Roderick Gauci
Stunt Coordinator
- Joined
- Mar 3, 2002
- Messages
- 165
I wish Martin Blythe or someone at Paramount could comment on the actual status of this film.
I have just watched it for the first time (on Italian TV), and I have to say outright that I really don’t see it as a racist picture at all! On the contrary, it deals extremely tactfully with its delicate subject matter, and nowhere does it condone such outdated (to say nothing of despicable) views.
WHITE DOG was the iconoclastic director’s last Hollywood film - and one of his most remarkable, in my opinion - but it was never released to theaters in the U.S., forcing Fuller to take it to Europe instead! Twenty years after the fact, I should think Paramount has had enough time to reconsider and see fit to accommodate this important motion picture an official release, at least on DVD. One perhaps tends to forget that, hand in hand with the racial angle, the film also tackles another very sensitive issue: animal cruelty. This is also handled very well, especially in the scene near the end when the dog’s previous (racist) owner appears on the scene to claim it back.
Despite the violence it commits, the dog is never portrayed as a ‘monster’ that should be destroyed like the ones we encounter in conventional horror films. However, it does carry undeniable connotations with the genre, and especially with R.L. Stevenson’s perennial DR. JEKYLL AND MR. HYDE: like the leading character of that story, the dog seems to register two diverse and entirely opposing personalities - docile, protective and even playful with its mistress (Kristy McNichol), but then suddenly turning into an unstoppable beast out for blood whenever a colored person crosses its path!
The ‘reconditioning’ scenes with Paul Winfield are exceptional, and really give one an idea of what trained animals have to go through before they finally learn to ‘perform’. The rather bleak final scene (so typical of Fuller) is especially powerful - and poignant.
I truly hope that we will soon see this fascinating and thought-provoking film get a decent release on DVD: Fuller is criminally under-represented in this format, but it no doubt ought to be made available as well for its valid sociological aspects - which it does not exploit for sensationalistic value, but rather aims for maximum eloquence with a direct, realistic style that really should not offend anybody!
I have just watched it for the first time (on Italian TV), and I have to say outright that I really don’t see it as a racist picture at all! On the contrary, it deals extremely tactfully with its delicate subject matter, and nowhere does it condone such outdated (to say nothing of despicable) views.
WHITE DOG was the iconoclastic director’s last Hollywood film - and one of his most remarkable, in my opinion - but it was never released to theaters in the U.S., forcing Fuller to take it to Europe instead! Twenty years after the fact, I should think Paramount has had enough time to reconsider and see fit to accommodate this important motion picture an official release, at least on DVD. One perhaps tends to forget that, hand in hand with the racial angle, the film also tackles another very sensitive issue: animal cruelty. This is also handled very well, especially in the scene near the end when the dog’s previous (racist) owner appears on the scene to claim it back.
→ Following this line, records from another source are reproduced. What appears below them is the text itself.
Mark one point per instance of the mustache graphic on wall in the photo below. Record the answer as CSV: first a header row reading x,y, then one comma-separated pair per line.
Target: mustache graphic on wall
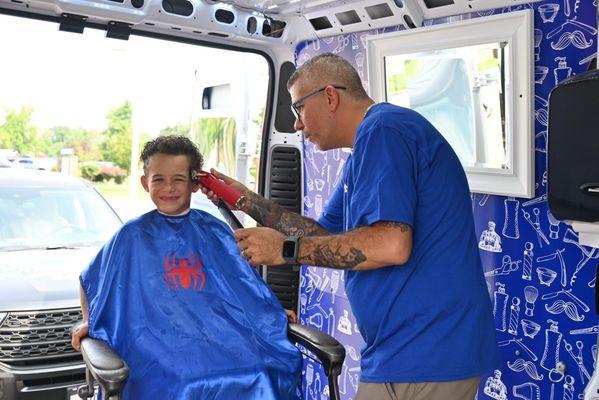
x,y
568,307
528,366
576,38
Despite the violence it commits, the dog is never portrayed as a ‘monster’ that should be destroyed like the ones we encounter in conventional horror films. However, it does carry undeniable connotations with the genre, and especially with R.L. Stevenson’s perennial DR. JEKYLL AND MR. HYDE: like the leading character of that story, the dog seems to register two diverse and entirely opposing personalities - docile, protective and even playful with its mistress (Kristy McNichol), but then suddenly turning into an unstoppable beast out for blood whenever a colored person crosses its path!
The ‘reconditioning’ scenes with Paul Winfield are exceptional, and really give one an idea of what trained animals have to go through before they finally learn to ‘perform’. The rather bleak final scene (so typical of Fuller) is especially powerful - and poignant.
I truly hope that we will soon see this fascinating and thought-provoking film get a decent release on DVD: Fuller is criminally under-represented in this format, but it no doubt ought to be made available as well for its valid sociological aspects - which it does not exploit for sensationalistic value, but rather aims for maximum eloquence with a direct, realistic style that really should not offend anybody!